One question to ask yourself is, “Are these folks that are in front of your ideal company, or your ideal consumer?” said Miss White, a partner in Brainware Consulting, a software firm.

For example, say you mostly do business with other companies. Then you probably don’t want to be in a group of people whose customers tend to be individuals.

You also need to have a certain chemistry with other group members. But that doesn’t mean you want to be in a group with your best friend. In fact, that might work to your detriment, Miss White said.

Group size also can be important, because that affects how helpful meetings — and the group itself — can be. In a typical group, each member has time to speak, to make requests and to offer leads during a meeting that runs one to two hours. If the group is too small, and some people don’t show up, it’s hard to get referrals.

Some business owners believe too large a group can be unwieldy. Yet Ben Bradley, who runs a group called Growth Company in Wheaton, Ill., says his group has helpful meetings with as many as 70 people showing up at a time. He runs a Web site, www.growingco.com, that also helps members — there are more than 1,000 on his mailing list — make and get referrals.

Many groups also evolve into support groups as time goes on, and some meetings might tend more toward support than referrals. If that’s not to your liking, keep looking.

Similarly, some meetings are more formal than others.

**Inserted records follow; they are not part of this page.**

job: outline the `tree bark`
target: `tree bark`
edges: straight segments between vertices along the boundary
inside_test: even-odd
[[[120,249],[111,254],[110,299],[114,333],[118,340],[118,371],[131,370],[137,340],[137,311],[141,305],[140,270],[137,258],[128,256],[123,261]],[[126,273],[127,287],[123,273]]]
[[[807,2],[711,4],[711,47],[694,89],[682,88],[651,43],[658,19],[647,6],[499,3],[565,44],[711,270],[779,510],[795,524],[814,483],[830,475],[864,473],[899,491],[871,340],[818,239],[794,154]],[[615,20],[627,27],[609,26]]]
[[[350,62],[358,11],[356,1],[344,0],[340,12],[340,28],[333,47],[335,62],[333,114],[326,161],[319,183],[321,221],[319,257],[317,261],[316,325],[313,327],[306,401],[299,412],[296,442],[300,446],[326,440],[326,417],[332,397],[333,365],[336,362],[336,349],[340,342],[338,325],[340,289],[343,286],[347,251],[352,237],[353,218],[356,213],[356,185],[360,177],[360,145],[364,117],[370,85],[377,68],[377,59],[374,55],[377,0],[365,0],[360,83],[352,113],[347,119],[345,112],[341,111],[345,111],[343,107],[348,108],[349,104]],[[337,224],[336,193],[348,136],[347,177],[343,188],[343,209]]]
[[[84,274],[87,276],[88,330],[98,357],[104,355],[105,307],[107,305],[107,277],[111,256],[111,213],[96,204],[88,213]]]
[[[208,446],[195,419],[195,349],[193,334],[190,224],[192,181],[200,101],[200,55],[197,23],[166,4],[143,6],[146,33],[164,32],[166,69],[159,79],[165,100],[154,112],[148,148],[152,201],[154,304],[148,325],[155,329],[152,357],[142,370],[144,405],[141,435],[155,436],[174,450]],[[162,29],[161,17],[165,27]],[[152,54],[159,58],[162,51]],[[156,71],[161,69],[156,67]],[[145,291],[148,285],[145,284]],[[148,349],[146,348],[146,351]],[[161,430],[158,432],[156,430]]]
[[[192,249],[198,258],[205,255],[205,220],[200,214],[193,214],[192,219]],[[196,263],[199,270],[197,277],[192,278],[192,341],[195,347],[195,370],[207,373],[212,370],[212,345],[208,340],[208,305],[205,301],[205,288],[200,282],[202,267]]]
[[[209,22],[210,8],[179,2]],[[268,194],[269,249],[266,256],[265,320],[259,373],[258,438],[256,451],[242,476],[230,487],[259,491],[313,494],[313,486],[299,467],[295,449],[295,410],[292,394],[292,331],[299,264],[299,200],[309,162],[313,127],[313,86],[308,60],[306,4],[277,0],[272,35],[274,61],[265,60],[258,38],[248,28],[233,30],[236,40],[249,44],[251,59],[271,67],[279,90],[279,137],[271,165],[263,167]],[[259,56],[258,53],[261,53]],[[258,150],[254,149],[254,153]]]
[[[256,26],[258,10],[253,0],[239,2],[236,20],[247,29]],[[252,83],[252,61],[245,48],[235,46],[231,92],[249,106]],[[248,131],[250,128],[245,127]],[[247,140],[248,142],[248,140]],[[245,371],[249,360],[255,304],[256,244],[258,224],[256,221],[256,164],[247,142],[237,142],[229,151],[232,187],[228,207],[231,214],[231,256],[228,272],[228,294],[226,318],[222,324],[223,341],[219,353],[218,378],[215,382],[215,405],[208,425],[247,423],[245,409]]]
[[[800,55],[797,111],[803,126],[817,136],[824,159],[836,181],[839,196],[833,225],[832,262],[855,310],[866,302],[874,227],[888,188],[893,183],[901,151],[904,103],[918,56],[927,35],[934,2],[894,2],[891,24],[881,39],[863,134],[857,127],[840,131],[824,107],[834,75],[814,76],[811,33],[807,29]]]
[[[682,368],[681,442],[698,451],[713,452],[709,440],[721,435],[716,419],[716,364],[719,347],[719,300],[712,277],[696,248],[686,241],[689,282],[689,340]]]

Joanne Dennison, a management consultant in Martinsville, N.J., said her group holds monthly potluck meetings at members’ houses.

But keep in mind that in many groups, what goes on during a meeting is just a small part of the networking process. Many people in groups find that they learn more about members — and lay the groundwork for good, solid referrals — during individual meetings.

“One-on-ones are the real key,” Miss White said.

If you find a group that you like, joining might not be automatic. Many groups limit the number of members from the same industry, so two or more aren’t competing with each other for referrals. Groups might not admit someone with whom current members feel uncomfortable.

Logistical considerations also go into choosing a group:

• Meeting times: You need to find one that fits into your schedule — but you also might want to consider adjusting your schedule for a really good group.

• Requirements: Some groups require members to come in with a specific number of leads. Members who don’t can be fined, or even asked to leave. Some groups fine people who miss several meetings.

cFees: Some groups charge fees, sometimes well into the hundreds of dollars. But that might be a worthwhile expense, especially as you are likely to make that money back with one or two good referrals.

cManagement: There are professionally run groups, operated by nationwide organizations or companies, and sometimes by chambers of commerce. Other groups are run internally.

The same considerations apply if you’re thinking of starting a group. Miss Dennison adds some of her own advice for the early days of a group: “Don’t let it get too large. … Start with four or five people; that group will formulate how the group is going to go.”

No matter how you proceed, finding a group or starting your own, you need to have patience in the beginning. That means giving yourself time to get to know members and vice versa before you can expect to get solid leads.

“People refer business to people who they have a level of trust with,” said Marcia Golden, a partner in the marketing firm DJD/Golden in New York. She helped found the Business Development Network, a group that meets biweekly in Manhattan.